To make potato chips, manufacturers receive daily truckloads of fresh potatoes. Sources depend on the season: potatoes come from Florida in April and May, from Virginia and North Carolina in the summer, and the Dakotas in winter. Potatoes are stored in warehouses at 40 to 45°F and warmed to room temperature prior to processing.
A conveyor belt moves the potatoes through the various stages of manufacturing. Vibrating conveyors remove debris and push the potato to an automatic peeling machine. After peeling, potatoes are washed with cold water and enter a revolving impaler. Straight blades produce regular chips; rippled blades make ridged potato chips. A secondary wash rinses off excess starch from the newly sliced potatoes. "Natural" potato chips aren't washed and retain this starch.
The sliced potatoes move through air jets that remove excess water and enter a long trough filled with hot cottonseed, corn, or blended oil. Paddles push the chips along as they fry. Salt and flavorings are added as the chips cool. Cooled chips are conveyed to a packing machine, where computer-aided machines pack the chips and add air and nitrogen to the package prior to sealing. Workers handpack the bags into cartons and place them on pallets for warehousing. Rejected potatoes and peels are sent to farms for animal feed. The starch removed during rinsing is sold to starch processors.
A snack food manufacturer must have advanced quality control measures in place at all stages of processing. Optical sensors spot and discard defective chips. Quality control managers inspect incoming ingredients, test the viscosity of oils, and taste-sample every product, typically on the hour.
To reduce product shipping costs, companies typically operate multiple manufacturing plants across the US. Most plants are capable of manufacturing a range of products, though each plant usually specializes in one or two popular brands.
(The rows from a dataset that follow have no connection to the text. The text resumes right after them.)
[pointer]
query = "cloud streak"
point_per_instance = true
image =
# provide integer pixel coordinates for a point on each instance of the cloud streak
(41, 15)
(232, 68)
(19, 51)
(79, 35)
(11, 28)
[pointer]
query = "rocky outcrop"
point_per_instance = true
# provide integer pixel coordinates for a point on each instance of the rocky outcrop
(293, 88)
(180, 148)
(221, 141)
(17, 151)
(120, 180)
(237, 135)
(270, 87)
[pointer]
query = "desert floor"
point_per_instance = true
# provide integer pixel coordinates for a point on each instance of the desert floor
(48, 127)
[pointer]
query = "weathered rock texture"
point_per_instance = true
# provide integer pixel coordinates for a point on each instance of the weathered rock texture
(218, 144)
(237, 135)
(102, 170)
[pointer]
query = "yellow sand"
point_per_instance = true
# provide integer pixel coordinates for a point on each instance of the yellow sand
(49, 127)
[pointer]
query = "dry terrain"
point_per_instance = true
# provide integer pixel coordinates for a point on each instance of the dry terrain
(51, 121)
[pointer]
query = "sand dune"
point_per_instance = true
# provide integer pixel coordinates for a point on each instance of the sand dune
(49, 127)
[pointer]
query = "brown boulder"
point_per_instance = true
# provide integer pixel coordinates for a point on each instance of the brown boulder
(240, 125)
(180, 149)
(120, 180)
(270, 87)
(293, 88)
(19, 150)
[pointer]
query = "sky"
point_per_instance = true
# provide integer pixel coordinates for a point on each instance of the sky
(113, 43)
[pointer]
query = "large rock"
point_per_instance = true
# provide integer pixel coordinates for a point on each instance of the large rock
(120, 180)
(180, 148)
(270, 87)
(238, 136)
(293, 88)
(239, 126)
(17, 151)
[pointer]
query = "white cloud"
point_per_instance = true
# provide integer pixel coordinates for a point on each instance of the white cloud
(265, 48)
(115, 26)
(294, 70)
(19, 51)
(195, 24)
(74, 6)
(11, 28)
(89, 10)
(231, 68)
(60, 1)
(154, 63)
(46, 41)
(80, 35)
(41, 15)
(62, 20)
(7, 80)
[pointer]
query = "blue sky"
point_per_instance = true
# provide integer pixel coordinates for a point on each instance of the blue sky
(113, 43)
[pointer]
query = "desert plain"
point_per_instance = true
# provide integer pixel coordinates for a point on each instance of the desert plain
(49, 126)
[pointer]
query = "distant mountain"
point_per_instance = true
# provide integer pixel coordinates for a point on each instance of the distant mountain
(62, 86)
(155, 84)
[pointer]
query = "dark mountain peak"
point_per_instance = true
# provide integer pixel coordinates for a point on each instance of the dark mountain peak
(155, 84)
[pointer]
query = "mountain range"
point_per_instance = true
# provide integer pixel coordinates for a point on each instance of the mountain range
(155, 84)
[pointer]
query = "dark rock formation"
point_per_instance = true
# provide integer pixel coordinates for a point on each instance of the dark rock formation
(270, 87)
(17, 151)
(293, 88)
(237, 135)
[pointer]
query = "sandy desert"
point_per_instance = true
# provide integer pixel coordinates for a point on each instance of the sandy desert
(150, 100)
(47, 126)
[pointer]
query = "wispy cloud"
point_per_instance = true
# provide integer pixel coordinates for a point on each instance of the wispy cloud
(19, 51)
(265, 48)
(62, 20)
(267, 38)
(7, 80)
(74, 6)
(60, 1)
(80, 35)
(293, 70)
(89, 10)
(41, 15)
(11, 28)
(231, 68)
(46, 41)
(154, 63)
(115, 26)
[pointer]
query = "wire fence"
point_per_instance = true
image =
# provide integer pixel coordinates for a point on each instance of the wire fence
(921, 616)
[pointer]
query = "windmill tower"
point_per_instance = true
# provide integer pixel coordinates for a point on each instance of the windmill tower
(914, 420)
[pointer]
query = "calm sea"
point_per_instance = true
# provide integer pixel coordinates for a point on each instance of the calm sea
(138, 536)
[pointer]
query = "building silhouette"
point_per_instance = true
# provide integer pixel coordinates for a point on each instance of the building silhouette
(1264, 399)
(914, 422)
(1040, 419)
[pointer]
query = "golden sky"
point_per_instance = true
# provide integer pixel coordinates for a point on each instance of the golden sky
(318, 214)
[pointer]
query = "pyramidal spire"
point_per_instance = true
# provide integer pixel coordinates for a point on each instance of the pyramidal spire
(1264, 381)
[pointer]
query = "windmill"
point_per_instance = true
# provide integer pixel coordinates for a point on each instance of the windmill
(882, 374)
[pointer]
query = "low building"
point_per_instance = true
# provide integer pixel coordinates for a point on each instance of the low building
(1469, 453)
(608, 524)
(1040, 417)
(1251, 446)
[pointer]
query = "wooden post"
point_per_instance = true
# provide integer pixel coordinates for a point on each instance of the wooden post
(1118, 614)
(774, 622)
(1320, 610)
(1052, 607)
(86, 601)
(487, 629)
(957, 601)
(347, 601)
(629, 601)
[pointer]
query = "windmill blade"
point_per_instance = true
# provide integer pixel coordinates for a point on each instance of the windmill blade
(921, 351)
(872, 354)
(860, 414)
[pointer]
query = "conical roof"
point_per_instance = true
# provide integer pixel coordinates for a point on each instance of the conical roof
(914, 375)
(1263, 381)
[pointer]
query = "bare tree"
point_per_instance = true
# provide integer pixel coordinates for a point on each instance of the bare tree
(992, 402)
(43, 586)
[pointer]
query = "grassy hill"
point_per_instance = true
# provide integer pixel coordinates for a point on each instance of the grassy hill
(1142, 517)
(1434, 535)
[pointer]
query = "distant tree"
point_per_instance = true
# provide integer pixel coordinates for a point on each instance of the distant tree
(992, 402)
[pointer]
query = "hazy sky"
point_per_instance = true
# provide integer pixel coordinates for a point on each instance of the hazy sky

Large companies manage a network of distribution centers for warehousing products prior to store delivery.
Common inputs for snacks include white potatoes; corn and wheat flour; cottonseed, corn, and soybean oil; shelled peanuts; flavorings like herbs, salt, and spices; and packaging materials. Key energy inputs include water, electricity, diesel, and natural gas.
Recent technological advances include automated quality control instrumentation, advancements in creating crunchier chips, baked snacks, and genetically modified (GM) potatoes and corn that result in more uniform chips and snacks. Most large companies manage real-time sales tracking using a network of handheld wireless devices and centralized enterprise resource planning (ERP) systems.